CHAPTER IV. IN SPARTA
Now it chanced that Menelaus had made a great feast that day, for his daughter, the child of the fair Helen, was married to the son of Achilles, to whom she had been promised at Troy; and his son had also taken a wife. And the two wayfarers stayed their chariot at the door, and the steward spied them, and said to Menelaus:—
“Lo! here are two strangers who are like the children of kings. Shall we keep them here, or send them to another?”
But Menelaus was wroth, and said: “Shall we, who have eaten so often of the bread of hospitality, send these strangers to another? Nay, unyoke their horses and bid them sit down to meat.” So the squires loosed the horses from the yoke, and fastened them in the stall, and gave them grain to eat and led the men into the hall. Much did they marvel at the sight, for there was a gleam as of the sun or moon in the palace of Menelaus. And when they had gazed their fill, they bathed them in the polished baths. After that they sat them down by the side of Menelaus. Then a handmaid bare water in a pitcher of gold, and poured it over a basin of silver that they might wash their hands. Afterwards she drew a polished table to their side, and a dame brought food, and set it by them, laying many dainties on the board, and a carver placed by them platters of flesh, and set near them golden bowls.
Then said Menelaus: “Eat and be glad; afterwards I will ask you who ye are, for ye seem like to the sons of kings.”
And when they had ended the meal, Telemachus, looking round at the hall, said to his companion:—
“See the gold and the amber, and the silver and the ivory.

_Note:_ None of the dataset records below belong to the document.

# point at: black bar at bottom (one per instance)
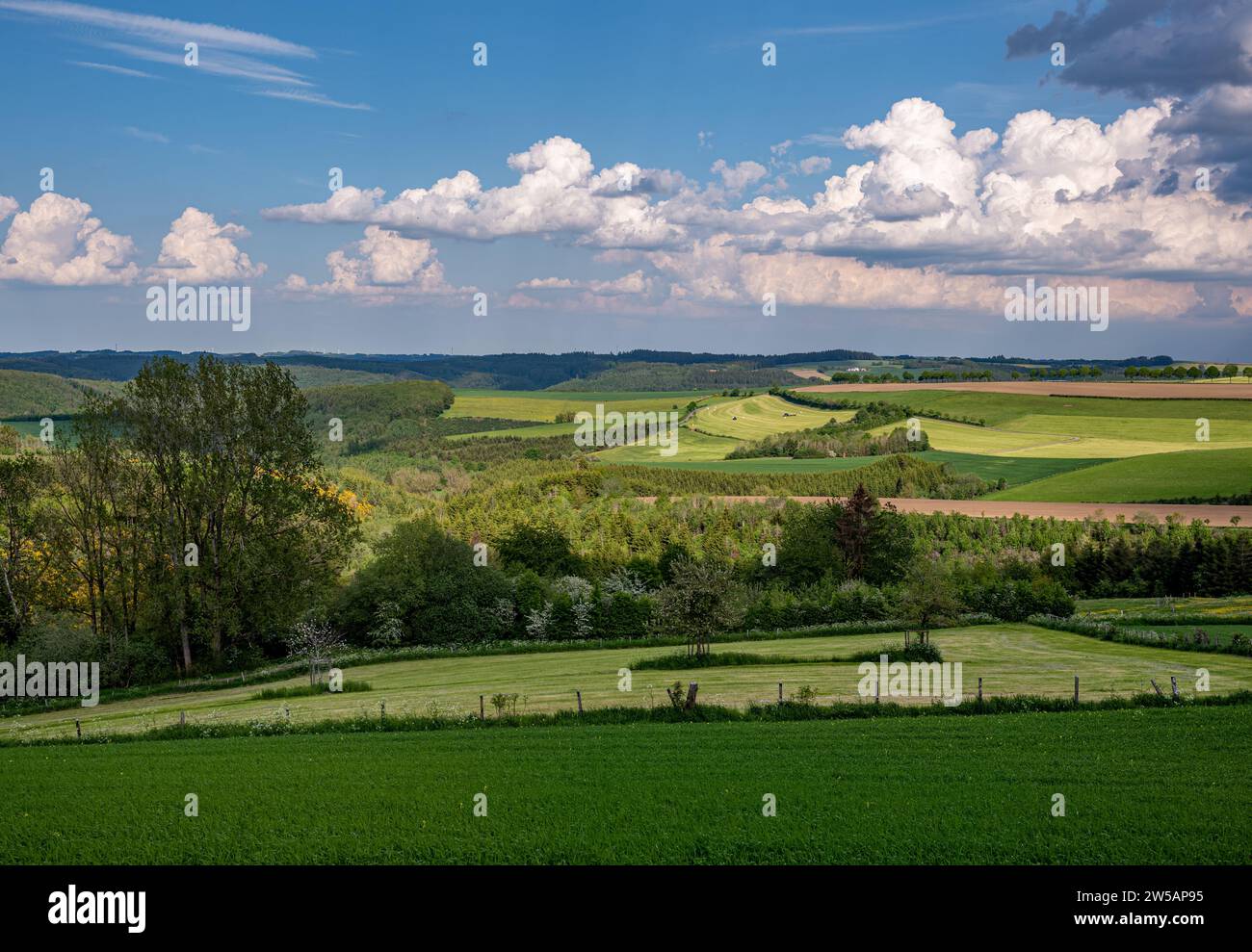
(321, 903)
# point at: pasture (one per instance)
(546, 404)
(942, 791)
(762, 416)
(1164, 476)
(1010, 658)
(692, 447)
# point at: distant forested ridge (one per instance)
(575, 371)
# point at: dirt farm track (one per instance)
(1055, 388)
(1069, 512)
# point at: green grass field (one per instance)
(1014, 471)
(1010, 658)
(1153, 785)
(692, 447)
(1046, 448)
(762, 416)
(1142, 479)
(765, 464)
(1001, 408)
(546, 404)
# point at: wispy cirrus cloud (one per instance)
(221, 50)
(159, 29)
(146, 136)
(111, 67)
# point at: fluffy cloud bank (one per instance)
(933, 218)
(198, 249)
(379, 270)
(559, 193)
(58, 242)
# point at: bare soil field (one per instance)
(1059, 388)
(1069, 512)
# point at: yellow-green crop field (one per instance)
(546, 404)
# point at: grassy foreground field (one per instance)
(1010, 658)
(1157, 785)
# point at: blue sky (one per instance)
(388, 92)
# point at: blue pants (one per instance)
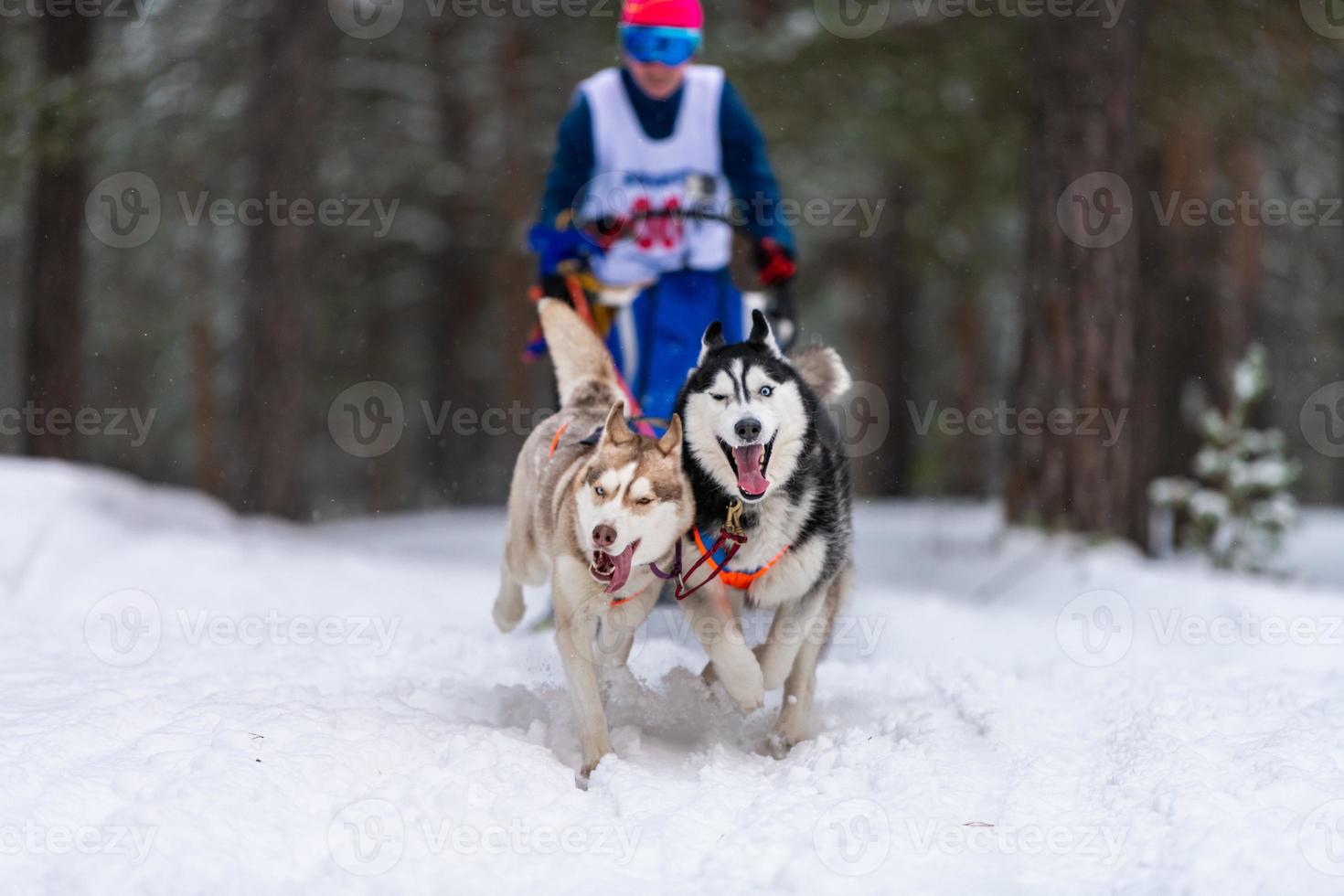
(656, 340)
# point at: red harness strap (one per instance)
(621, 602)
(740, 581)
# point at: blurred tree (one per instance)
(1080, 303)
(56, 263)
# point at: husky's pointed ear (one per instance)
(671, 440)
(711, 340)
(617, 432)
(761, 334)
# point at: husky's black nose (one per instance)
(603, 536)
(748, 430)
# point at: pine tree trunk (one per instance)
(1080, 303)
(54, 318)
(280, 268)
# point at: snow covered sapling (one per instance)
(1238, 506)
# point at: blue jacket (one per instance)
(745, 163)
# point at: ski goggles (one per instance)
(669, 46)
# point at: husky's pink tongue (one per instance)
(750, 478)
(623, 569)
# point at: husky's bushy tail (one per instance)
(583, 368)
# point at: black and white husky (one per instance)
(763, 464)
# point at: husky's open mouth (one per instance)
(613, 570)
(749, 464)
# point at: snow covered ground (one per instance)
(191, 704)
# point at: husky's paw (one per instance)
(742, 678)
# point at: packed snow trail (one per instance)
(192, 703)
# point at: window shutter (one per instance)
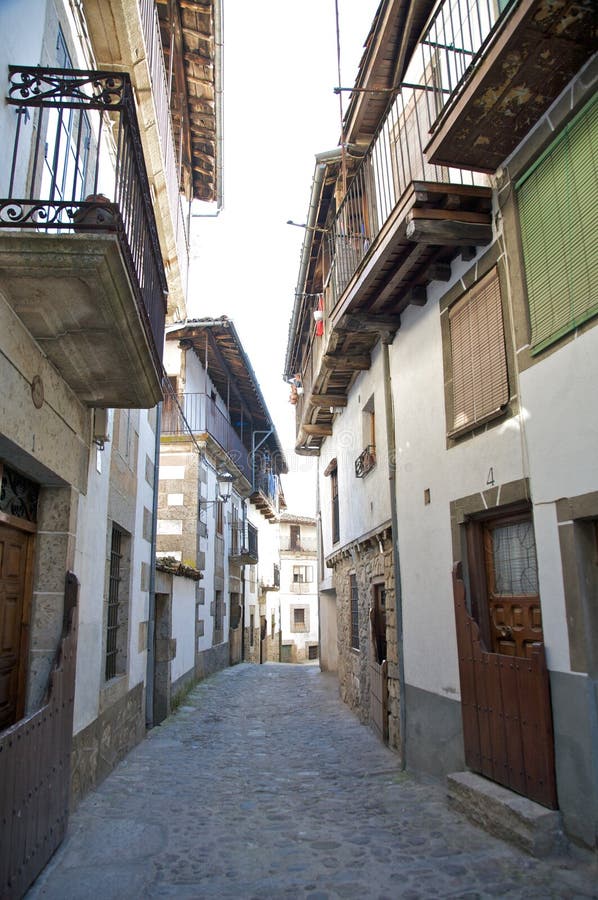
(479, 363)
(558, 207)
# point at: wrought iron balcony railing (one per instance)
(243, 542)
(198, 413)
(365, 462)
(453, 42)
(303, 545)
(267, 484)
(394, 161)
(78, 166)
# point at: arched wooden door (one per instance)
(15, 575)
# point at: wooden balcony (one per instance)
(80, 259)
(400, 225)
(198, 413)
(496, 73)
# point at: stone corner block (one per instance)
(509, 816)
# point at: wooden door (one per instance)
(514, 615)
(379, 622)
(14, 607)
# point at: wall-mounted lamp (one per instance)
(224, 480)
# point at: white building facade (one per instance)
(444, 394)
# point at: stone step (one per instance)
(507, 815)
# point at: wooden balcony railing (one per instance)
(78, 166)
(453, 42)
(161, 95)
(394, 161)
(365, 462)
(198, 413)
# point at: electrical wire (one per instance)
(340, 101)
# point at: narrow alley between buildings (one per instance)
(262, 784)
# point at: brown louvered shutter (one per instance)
(558, 209)
(478, 355)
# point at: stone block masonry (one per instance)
(371, 561)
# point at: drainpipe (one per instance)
(322, 162)
(392, 483)
(320, 568)
(243, 567)
(151, 624)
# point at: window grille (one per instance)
(354, 613)
(113, 603)
(299, 616)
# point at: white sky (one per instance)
(280, 70)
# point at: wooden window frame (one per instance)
(477, 578)
(115, 601)
(354, 611)
(335, 518)
(479, 372)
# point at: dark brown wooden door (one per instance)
(515, 618)
(14, 547)
(379, 622)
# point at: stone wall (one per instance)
(209, 661)
(372, 562)
(98, 748)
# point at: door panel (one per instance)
(13, 574)
(515, 617)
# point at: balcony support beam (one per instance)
(359, 362)
(324, 401)
(448, 233)
(318, 430)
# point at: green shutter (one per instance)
(558, 207)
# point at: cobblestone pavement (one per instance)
(264, 785)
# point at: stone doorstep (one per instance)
(507, 815)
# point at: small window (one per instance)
(218, 618)
(480, 387)
(335, 510)
(354, 613)
(295, 537)
(117, 605)
(299, 619)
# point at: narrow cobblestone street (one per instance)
(264, 785)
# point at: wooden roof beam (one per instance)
(324, 401)
(318, 430)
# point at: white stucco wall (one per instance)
(90, 569)
(183, 626)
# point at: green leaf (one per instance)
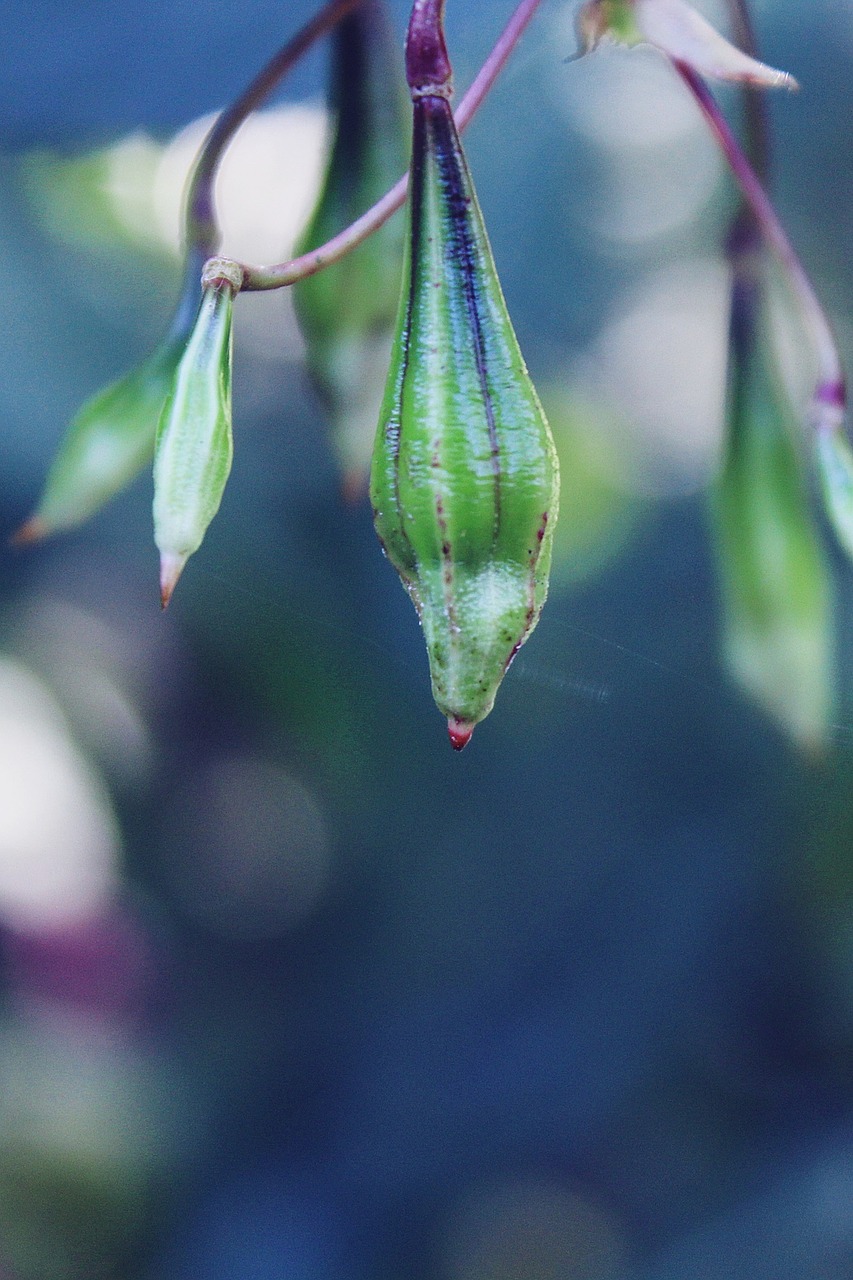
(775, 586)
(194, 444)
(347, 311)
(835, 465)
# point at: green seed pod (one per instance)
(110, 440)
(835, 465)
(465, 479)
(347, 311)
(775, 586)
(194, 443)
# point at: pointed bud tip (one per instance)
(460, 732)
(170, 570)
(33, 530)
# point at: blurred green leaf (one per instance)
(835, 464)
(597, 513)
(775, 586)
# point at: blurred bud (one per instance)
(776, 595)
(678, 31)
(835, 465)
(112, 438)
(194, 443)
(347, 310)
(465, 479)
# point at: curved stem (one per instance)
(201, 232)
(755, 105)
(831, 388)
(743, 241)
(283, 274)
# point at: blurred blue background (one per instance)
(288, 988)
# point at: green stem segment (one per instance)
(283, 274)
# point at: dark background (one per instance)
(338, 1004)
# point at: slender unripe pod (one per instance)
(464, 481)
(194, 446)
(347, 311)
(110, 440)
(774, 581)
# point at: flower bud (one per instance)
(464, 481)
(678, 31)
(194, 444)
(347, 311)
(835, 464)
(778, 632)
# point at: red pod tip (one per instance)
(460, 732)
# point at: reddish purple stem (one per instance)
(427, 62)
(831, 384)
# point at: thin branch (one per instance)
(201, 232)
(283, 274)
(830, 393)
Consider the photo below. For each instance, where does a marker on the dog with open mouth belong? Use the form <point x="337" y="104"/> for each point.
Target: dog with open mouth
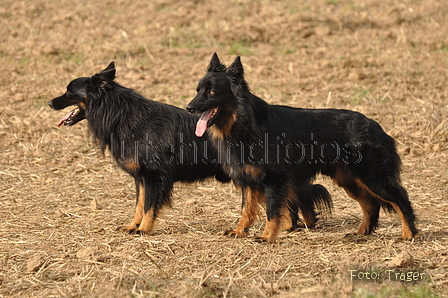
<point x="152" y="141"/>
<point x="273" y="150"/>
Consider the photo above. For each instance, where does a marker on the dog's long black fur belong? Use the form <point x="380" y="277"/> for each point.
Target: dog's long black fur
<point x="273" y="149"/>
<point x="153" y="142"/>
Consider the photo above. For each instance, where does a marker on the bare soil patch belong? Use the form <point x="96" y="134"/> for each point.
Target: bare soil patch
<point x="61" y="201"/>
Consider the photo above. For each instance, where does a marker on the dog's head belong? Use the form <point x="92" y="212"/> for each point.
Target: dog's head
<point x="79" y="92"/>
<point x="216" y="97"/>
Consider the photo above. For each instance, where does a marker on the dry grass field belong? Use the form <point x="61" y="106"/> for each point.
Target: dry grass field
<point x="61" y="200"/>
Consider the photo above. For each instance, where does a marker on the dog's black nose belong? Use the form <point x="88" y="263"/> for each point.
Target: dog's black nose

This is like the hall of Zeus.”
This he spake with his face close to his comrade's ear, but Menelaus heard him and said:—
“With the halls of the gods nothing mortal may compare. And among men also there may be the match of these things. Yet I have wandered far, and got many possessions in many lands. But woe is me! Would that I had but the third part of this wealth of mine, and that they who perished at Troy were alive again! And most of all I mourn for the great Ulysses, for whether he be alive or dead no man knows.”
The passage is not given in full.